Как-то мы крупно поспорили с отцом, и он сказал мне, что в моем возрасте сам зарабатывал себе на жизнь. Это определило наши дальнейшие отношения, тем более что как раз тогда у меня в ушах звучала песня Германа Гримма с такой строчкой: «Мы все стремимся к равенству пред Богом и законом, и в этом смысл истории людей». Как раз этого хотел и я, или думал, что хотел — равенства — «Em uber Alles sich ausstreckendes Verlagen nach Gleichheit vor Gott und vor dem Gesetze...»

Боюсь, скажете, не так уж много в этой фразе; но я привожу ее тут, потому что она произвела на меня потрясающее впечатление. В первый раз мне пришло в голову, что равенство может быть мотивом чего угодно, не говоря уж о современной политике.

Через несколько дней после скандала я объявил отцу, что намерен отправиться в Америку, и спросил, не может ли он ссудить мне пятьсот марок (125$) на дорогу до Нью-Йорка. Сумму в пятьсот марок я назвал, потому что он обещал мне столько на первый год моей учебы в университете. Я сказал ему, что беру эти деньги в долг, а не как подарок, и в конце концов получил их, потому что меня поддержала Сьюзел — такой доброты я никак не ожидал от нее и проникся стыдом и благодарностью.
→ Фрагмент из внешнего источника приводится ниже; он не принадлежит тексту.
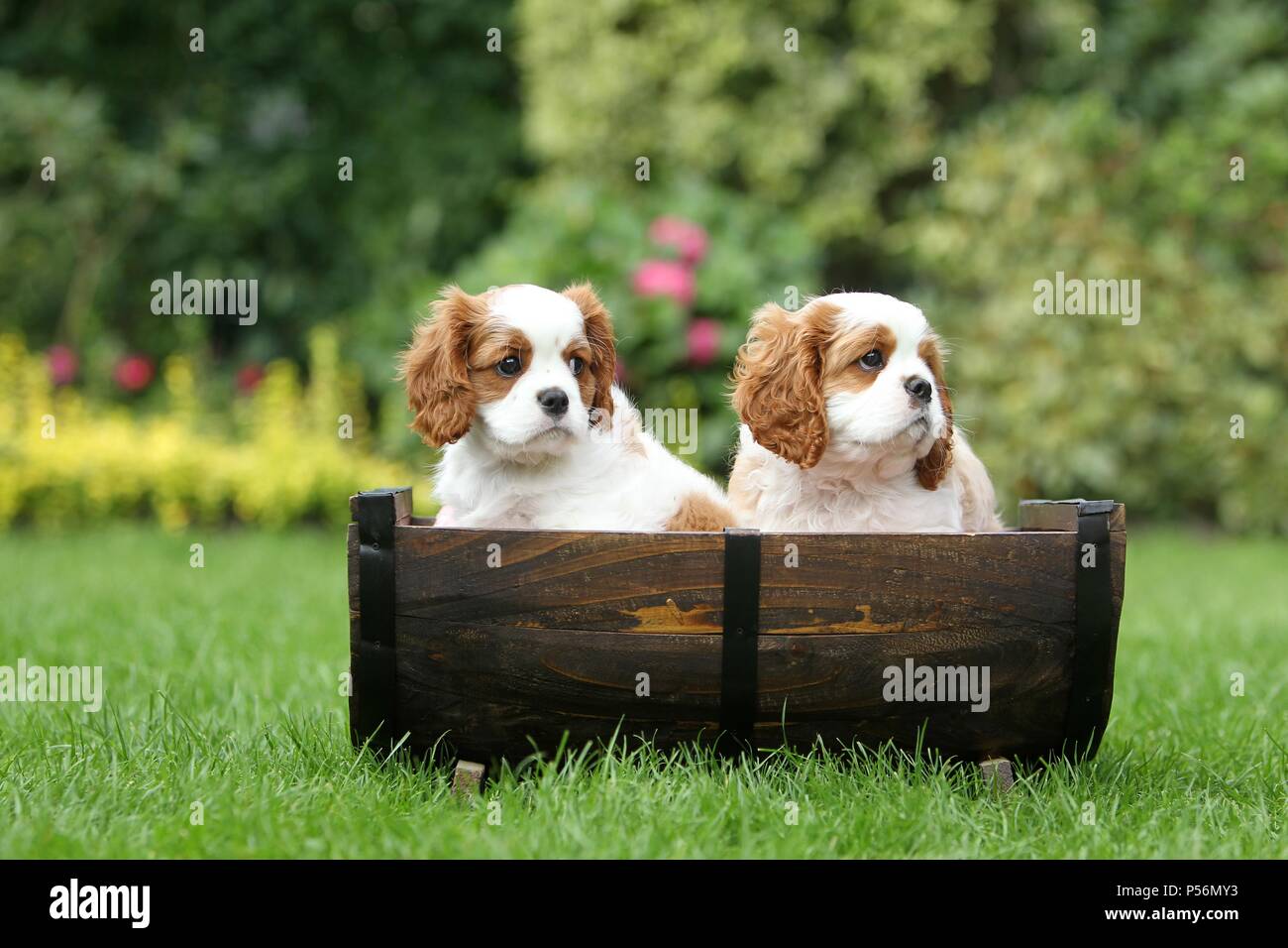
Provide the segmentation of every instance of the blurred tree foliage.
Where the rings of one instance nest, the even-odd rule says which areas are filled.
[[[392,355],[437,285],[591,279],[627,388],[699,409],[720,471],[750,312],[882,290],[956,344],[1007,506],[1288,531],[1285,115],[1270,0],[0,3],[0,320],[90,395],[126,350],[304,364],[335,322],[406,451]],[[258,277],[255,330],[153,316],[173,271]],[[1036,315],[1057,271],[1140,280],[1140,324]]]
[[[1288,530],[1280,5],[522,0],[518,21],[545,174],[699,175],[805,230],[809,290],[921,304],[1007,504]],[[1140,280],[1140,324],[1036,315],[1056,271]]]
[[[526,165],[513,58],[484,43],[509,25],[495,0],[0,4],[5,322],[37,346],[160,357],[213,334],[303,359],[308,326],[442,272],[502,219]],[[256,331],[152,315],[173,271],[258,279]],[[389,322],[365,329],[388,347],[406,328]]]

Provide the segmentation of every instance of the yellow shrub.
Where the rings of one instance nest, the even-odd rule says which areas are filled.
[[[334,333],[309,342],[307,386],[292,364],[273,362],[220,419],[202,411],[183,356],[162,366],[164,408],[131,413],[54,388],[40,356],[0,335],[0,525],[345,522],[350,494],[419,480],[371,453],[362,388]]]

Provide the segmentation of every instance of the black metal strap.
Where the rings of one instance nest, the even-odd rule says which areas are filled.
[[[358,495],[358,663],[354,668],[354,743],[368,738],[372,749],[388,749],[401,736],[397,724],[394,638],[394,526],[397,493]]]
[[[760,635],[760,533],[724,533],[724,640],[720,657],[720,746],[752,747],[756,720],[756,637]]]
[[[1113,500],[1078,502],[1074,551],[1073,681],[1065,733],[1075,753],[1096,753],[1109,720],[1114,667],[1114,565],[1109,546]]]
Однако Сьюзел не нужна была моя благодарность; ей просто хотелось избавиться от меня, как она сказала: если бы я остался, то был бы обузой для своего отца.
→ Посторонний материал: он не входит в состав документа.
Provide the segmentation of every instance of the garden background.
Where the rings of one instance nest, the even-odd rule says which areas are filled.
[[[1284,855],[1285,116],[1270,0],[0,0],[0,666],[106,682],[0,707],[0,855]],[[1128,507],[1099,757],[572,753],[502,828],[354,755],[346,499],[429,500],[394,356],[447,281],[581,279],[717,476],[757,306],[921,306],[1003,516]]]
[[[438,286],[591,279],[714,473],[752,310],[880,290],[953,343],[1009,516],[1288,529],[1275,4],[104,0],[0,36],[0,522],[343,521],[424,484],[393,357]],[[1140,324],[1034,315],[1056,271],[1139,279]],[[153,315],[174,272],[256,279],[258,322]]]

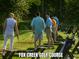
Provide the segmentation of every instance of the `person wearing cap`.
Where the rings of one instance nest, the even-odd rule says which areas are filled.
[[[48,13],[45,16],[46,16],[46,36],[48,39],[48,48],[50,48],[51,44],[54,44],[54,40],[52,38],[53,23]]]
[[[45,29],[44,19],[40,16],[39,12],[37,12],[36,16],[33,18],[31,26],[34,34],[34,46],[36,49],[37,47],[41,46],[41,40],[43,39],[43,32]],[[37,41],[39,41],[38,45]]]
[[[14,41],[14,28],[16,30],[16,35],[17,38],[19,39],[19,31],[18,31],[18,26],[17,26],[17,21],[14,19],[15,15],[14,13],[10,13],[9,17],[5,20],[4,22],[4,44],[3,44],[3,55],[5,55],[5,50],[6,50],[6,44],[8,41],[8,38],[10,38],[10,48],[9,51],[12,51],[13,49],[13,41]]]
[[[56,23],[56,20],[53,17],[51,17],[51,21],[53,23],[52,37],[54,39],[54,42],[57,42],[57,28],[56,28],[57,23]]]

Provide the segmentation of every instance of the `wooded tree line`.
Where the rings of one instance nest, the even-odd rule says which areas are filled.
[[[0,23],[9,12],[14,12],[18,19],[26,20],[33,17],[36,11],[40,11],[43,17],[50,12],[60,21],[79,22],[79,0],[0,0]]]

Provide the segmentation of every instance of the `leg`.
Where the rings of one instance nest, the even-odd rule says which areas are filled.
[[[3,45],[3,51],[2,51],[2,55],[5,55],[5,50],[6,50],[6,43],[7,43],[7,40],[8,40],[8,35],[4,35],[4,45]]]
[[[14,35],[10,35],[10,48],[9,48],[10,51],[13,49],[13,41],[14,41]]]
[[[37,40],[38,40],[38,35],[34,34],[34,46],[37,48]]]

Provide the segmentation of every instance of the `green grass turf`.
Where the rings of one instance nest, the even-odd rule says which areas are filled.
[[[62,36],[63,40],[65,40],[66,35],[65,35],[64,32],[59,32],[58,34],[60,36]],[[70,36],[71,36],[71,34],[70,34]],[[8,40],[8,42],[7,42],[7,49],[9,49],[9,45],[10,45],[9,41],[10,40]],[[78,41],[78,39],[76,40],[76,42],[77,41]],[[2,50],[3,42],[4,42],[3,35],[0,34],[0,50]],[[44,44],[46,42],[47,42],[47,38],[46,38],[46,34],[44,33],[44,38],[42,40],[42,44]],[[73,45],[73,47],[74,46],[75,45]],[[47,49],[44,52],[48,52],[48,51],[54,52],[57,47],[58,47],[58,45],[54,45],[54,49]],[[73,47],[71,48],[71,50],[73,49]],[[29,30],[21,30],[20,31],[19,40],[15,36],[14,49],[15,50],[27,50],[28,48],[34,48],[34,45],[33,45],[33,34]],[[79,59],[79,54],[74,54],[74,56],[75,56],[76,59]],[[1,52],[0,52],[0,59],[2,59]],[[31,58],[20,58],[19,56],[13,56],[12,59],[31,59]],[[46,59],[46,58],[41,58],[41,59]],[[48,57],[48,59],[50,59],[50,58]]]

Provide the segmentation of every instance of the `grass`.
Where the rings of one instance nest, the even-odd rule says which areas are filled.
[[[60,36],[62,36],[62,39],[65,40],[66,38],[66,35],[64,32],[59,32],[58,33]],[[31,31],[29,30],[21,30],[20,31],[20,36],[19,36],[19,40],[17,39],[17,37],[14,38],[14,49],[15,50],[27,50],[28,48],[34,48],[34,45],[33,45],[33,34]],[[61,39],[60,39],[61,40]],[[78,39],[77,39],[78,40]],[[9,49],[9,43],[10,40],[8,40],[7,42],[7,49]],[[0,34],[0,50],[2,50],[2,47],[3,47],[3,35]],[[42,40],[42,44],[46,43],[47,42],[47,38],[46,38],[46,35],[44,33],[44,38]],[[76,41],[77,42],[77,41]],[[75,45],[73,45],[74,47]],[[44,51],[44,53],[46,52],[55,52],[56,48],[58,47],[58,45],[54,45],[54,49],[46,49]],[[71,48],[71,50],[73,49],[73,47]],[[76,59],[79,59],[79,54],[74,54],[75,58]],[[0,59],[1,58],[1,54],[0,54]],[[19,56],[13,56],[12,59],[31,59],[31,58],[20,58]],[[40,58],[40,59],[46,59],[46,58]],[[50,59],[49,57],[47,59]]]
Четвертым классом я доехал до Гамбурга и через три дня был уже на корабле, в каюте третьего класса, где оказался единственным более или менее образованным человеком и большую часть времени провел в одиночестве, уча английский язык. Тем не менее пару знакомств я все-таки завел. Молодой парень Людвиг Хеншель работал на корабле официантом, но он успел поработать в Англии и считал Америку владением Тома Тиддлера [1]. Ему нравилось хвастаться и давать мне советы; и все-таки он был горд знакомством со мной из-за моей учености, а я терпел его, в основном потому, что его отношение ко мне льстило моему самолюбию.

Еще там был немец с севера, которого звали Рабен и который считал себя журналистом, хотя у него было больше самомнения, чем начитанности, и о настоящем образовании он мог только мечтать. Маленький, худенький, с серыми глазами и словно отбеленными ресницами и волосами, он обычно разговаривал возбужденным стаккато и имел обыкновение прямо смотреть в глаза. Внутренний голос подсказывал мне держаться от него подальше, но я так плохо знал жизнь, что принял его взгляд за доказательство абсолютной честности, да еще отругал свой внутренний голос. Знай я о нем тогда то, что узнал позже, я бы... Ладно, нечего попусту кулаками махать! Иуда не появляется среди людей с выжженным на лбу клеймом. Кажется, я не нравился Рабе-ну. Вначале он попытался подружиться со мной, однако в каком-то споре привел латинскую цитату и понял, что я уловил ошибку. Тогда он стал держаться подальше и попытался увести с собой Хеншеля, но Людвиг лучше знал жизнь, чем книги, и признался мне, что не доверяет ни мужчинам, ни женщинам с белыми ресницами. Вот уж правда, мужчина что ребенок!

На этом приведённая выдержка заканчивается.